The agreements specify that anything learned during the research remains property of the company. UVic can use any such information only for "internal academic purposes of a non-commercial nature."

While she declined to talk about Microtek and UVic in particular, the federal NDP's advanced education critic, Victoria MP Denise Savoie, said that in recent decades there's been a push for universities to commercialize their research. "It impacts where we're going with basic research," she said. "What are we gaining here and what are we risking?"

There are many cases where finding ways to market knowledge gained at universities is good for the public, she said. "I don't think there's anything intrinsically wrong with transfer of technology for practical applications," she said. However, she added, it shouldn't be the main thing driving research.

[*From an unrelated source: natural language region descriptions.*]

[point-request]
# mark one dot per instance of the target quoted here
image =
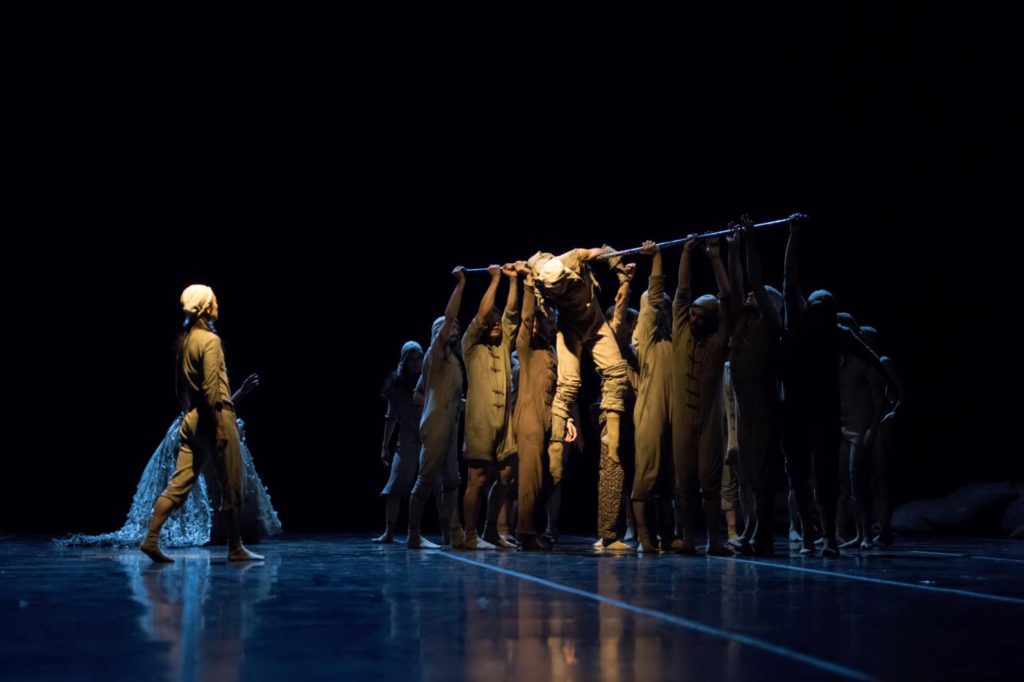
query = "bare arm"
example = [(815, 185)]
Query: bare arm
[(655, 289), (247, 387), (213, 359), (796, 304), (390, 423), (622, 300), (684, 264), (756, 276), (857, 345), (713, 248), (512, 302), (735, 242), (452, 311), (487, 302)]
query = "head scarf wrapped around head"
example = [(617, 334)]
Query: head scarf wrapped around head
[(196, 300), (710, 303), (409, 347), (776, 297)]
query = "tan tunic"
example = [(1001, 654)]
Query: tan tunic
[(440, 384), (488, 397), (654, 397), (208, 430)]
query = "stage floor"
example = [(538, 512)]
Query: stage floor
[(332, 607)]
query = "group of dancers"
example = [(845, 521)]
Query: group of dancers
[(705, 400)]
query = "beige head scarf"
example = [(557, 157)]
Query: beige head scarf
[(196, 300)]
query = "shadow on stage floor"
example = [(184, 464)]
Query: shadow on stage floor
[(340, 607)]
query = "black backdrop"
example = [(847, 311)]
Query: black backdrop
[(324, 173)]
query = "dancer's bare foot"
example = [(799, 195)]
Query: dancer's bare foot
[(419, 542), (472, 542), (242, 554), (851, 544), (153, 551), (680, 546)]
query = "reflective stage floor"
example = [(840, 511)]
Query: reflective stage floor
[(333, 607)]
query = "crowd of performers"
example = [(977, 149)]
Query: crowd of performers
[(706, 400)]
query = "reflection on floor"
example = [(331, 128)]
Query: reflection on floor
[(339, 607)]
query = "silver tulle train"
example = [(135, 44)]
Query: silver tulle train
[(193, 523)]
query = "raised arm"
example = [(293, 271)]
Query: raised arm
[(452, 311), (655, 289), (683, 298), (714, 250), (856, 345), (390, 423), (796, 304), (487, 302), (512, 302), (247, 387), (736, 243), (756, 275), (622, 300)]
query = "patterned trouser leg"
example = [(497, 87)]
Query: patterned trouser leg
[(610, 512)]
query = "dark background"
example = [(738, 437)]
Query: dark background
[(324, 173)]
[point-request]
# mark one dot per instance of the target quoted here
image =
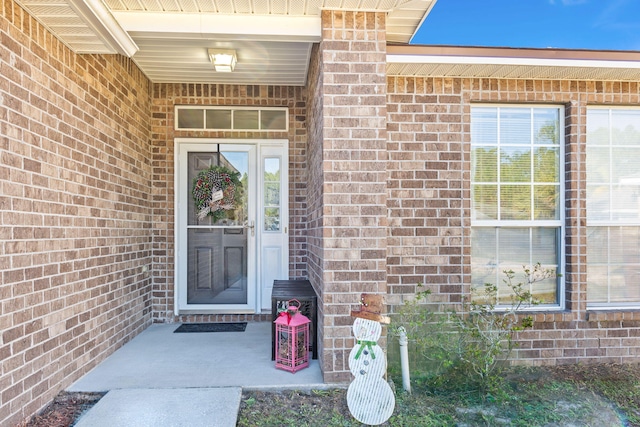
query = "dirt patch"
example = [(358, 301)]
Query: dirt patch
[(65, 410)]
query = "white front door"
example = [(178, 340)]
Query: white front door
[(227, 255)]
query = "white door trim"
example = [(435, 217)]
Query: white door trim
[(259, 273)]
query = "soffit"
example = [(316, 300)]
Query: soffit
[(273, 38), (508, 63)]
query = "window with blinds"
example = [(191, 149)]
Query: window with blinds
[(516, 197)]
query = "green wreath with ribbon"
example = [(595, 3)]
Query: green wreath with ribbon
[(214, 192)]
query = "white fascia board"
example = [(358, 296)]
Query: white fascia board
[(206, 25), (531, 62)]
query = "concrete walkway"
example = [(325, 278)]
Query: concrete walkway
[(169, 379)]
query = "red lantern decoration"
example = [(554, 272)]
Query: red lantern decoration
[(292, 339)]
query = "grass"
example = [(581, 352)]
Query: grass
[(593, 395)]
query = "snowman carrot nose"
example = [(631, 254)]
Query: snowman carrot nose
[(364, 344)]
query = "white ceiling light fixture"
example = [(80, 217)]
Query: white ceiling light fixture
[(223, 60)]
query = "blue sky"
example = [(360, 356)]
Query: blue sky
[(570, 24)]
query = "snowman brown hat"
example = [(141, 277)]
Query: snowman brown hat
[(371, 308)]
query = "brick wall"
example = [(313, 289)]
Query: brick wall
[(165, 98), (352, 219), (75, 190), (429, 205)]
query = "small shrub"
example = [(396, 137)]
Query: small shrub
[(465, 349)]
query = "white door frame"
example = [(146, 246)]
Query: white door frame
[(261, 243)]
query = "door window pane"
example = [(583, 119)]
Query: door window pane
[(272, 197)]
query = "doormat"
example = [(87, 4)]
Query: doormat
[(212, 327)]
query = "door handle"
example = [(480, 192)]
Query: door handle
[(251, 226)]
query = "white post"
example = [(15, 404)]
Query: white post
[(404, 360)]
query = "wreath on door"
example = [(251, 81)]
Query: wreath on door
[(214, 192)]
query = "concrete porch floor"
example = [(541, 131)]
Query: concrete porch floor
[(190, 379)]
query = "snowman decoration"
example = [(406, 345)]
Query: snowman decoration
[(369, 397)]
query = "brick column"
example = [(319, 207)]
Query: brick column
[(354, 156)]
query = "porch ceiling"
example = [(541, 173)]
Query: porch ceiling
[(168, 39)]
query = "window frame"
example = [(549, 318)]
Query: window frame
[(609, 224), (557, 224)]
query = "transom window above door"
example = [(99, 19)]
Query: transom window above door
[(190, 117)]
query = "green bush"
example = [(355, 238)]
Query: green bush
[(464, 348)]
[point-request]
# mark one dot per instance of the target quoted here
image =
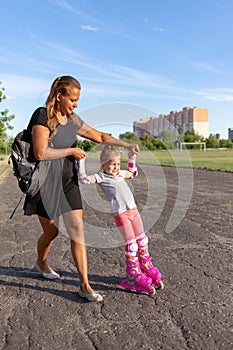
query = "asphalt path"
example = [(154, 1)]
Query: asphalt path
[(188, 216)]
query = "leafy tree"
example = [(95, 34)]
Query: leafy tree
[(5, 120), (226, 143), (212, 142), (86, 145)]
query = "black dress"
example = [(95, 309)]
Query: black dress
[(59, 191)]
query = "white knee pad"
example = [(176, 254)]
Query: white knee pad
[(143, 242), (131, 248)]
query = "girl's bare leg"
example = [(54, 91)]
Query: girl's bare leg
[(74, 226), (50, 232)]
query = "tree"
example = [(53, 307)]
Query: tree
[(5, 125)]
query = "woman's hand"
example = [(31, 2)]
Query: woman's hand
[(77, 153), (134, 148)]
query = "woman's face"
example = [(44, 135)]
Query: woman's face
[(68, 103), (112, 167)]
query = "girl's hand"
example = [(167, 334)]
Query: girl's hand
[(134, 148), (77, 153)]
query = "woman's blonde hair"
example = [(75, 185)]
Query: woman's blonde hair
[(109, 153), (61, 84)]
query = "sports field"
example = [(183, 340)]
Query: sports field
[(221, 160)]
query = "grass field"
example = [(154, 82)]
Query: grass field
[(221, 160)]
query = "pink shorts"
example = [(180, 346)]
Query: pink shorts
[(129, 224)]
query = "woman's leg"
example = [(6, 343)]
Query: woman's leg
[(74, 226), (50, 232)]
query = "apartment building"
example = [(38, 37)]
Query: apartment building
[(230, 134), (189, 118)]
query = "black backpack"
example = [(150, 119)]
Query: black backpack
[(25, 165)]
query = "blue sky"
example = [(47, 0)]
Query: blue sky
[(134, 58)]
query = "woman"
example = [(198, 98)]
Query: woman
[(54, 137)]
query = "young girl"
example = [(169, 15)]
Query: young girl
[(142, 275)]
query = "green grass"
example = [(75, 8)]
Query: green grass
[(221, 160)]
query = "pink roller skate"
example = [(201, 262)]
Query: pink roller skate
[(151, 271), (136, 280)]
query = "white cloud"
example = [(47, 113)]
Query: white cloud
[(65, 5), (220, 95), (90, 28), (201, 66)]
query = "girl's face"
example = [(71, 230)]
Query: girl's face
[(112, 167), (69, 102)]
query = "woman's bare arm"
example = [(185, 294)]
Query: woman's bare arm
[(40, 139), (101, 137)]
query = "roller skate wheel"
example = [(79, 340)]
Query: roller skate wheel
[(153, 290), (161, 285)]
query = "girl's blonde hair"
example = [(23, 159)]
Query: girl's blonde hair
[(109, 153), (61, 84)]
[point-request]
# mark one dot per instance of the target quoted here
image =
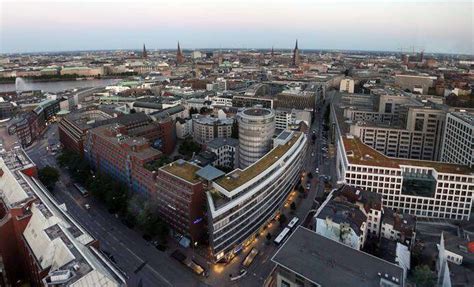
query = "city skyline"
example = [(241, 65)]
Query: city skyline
[(432, 26)]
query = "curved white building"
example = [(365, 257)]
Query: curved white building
[(245, 200), (256, 129)]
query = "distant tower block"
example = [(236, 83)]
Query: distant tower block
[(179, 56), (144, 53), (296, 55)]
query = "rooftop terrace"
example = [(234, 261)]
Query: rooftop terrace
[(238, 177), (359, 153), (183, 170)]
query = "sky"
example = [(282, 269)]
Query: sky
[(388, 25)]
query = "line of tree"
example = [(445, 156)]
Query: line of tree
[(49, 176), (116, 196)]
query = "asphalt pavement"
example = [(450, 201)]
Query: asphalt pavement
[(138, 259), (141, 261)]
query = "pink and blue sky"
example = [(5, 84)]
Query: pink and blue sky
[(435, 26)]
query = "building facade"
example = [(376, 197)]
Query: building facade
[(243, 201), (256, 129), (226, 150), (110, 150), (180, 198), (41, 243), (347, 85), (421, 188), (458, 141)]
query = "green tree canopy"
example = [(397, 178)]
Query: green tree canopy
[(48, 176), (423, 277)]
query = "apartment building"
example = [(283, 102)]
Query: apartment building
[(256, 130), (109, 149), (72, 128), (180, 198), (418, 187), (206, 128), (309, 259), (290, 118), (398, 227), (343, 222), (41, 241), (226, 151), (402, 127), (243, 201), (184, 128), (458, 141), (421, 188), (347, 85)]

"Universities' and colleges' increased reliance on either private or commercial funding is directly, directly related to reduced support by government of universities," Savoie said. As funding shrinks, university administrators have fewer choices and finding products to sell becomes more attractive.

"It's clear that universities, having been underfunded, have turned to commercialization of research," said Savoie. "You shouldn't be forcing a commercialization, a product, on the researcher.... I think there is a danger that we are going to so narrow not just research, but education."

The ethical lines should be clear, she said. It would be very tempting for schools to think "because we're so short funded, we'll round the edges a bit," she said.

Nor, as the case of Microtek's disease-laced waters going into the ocean shows, is it enough to have ethical guidelines and regulations on paper. Schools like UVic have to commit to enforcing them as well.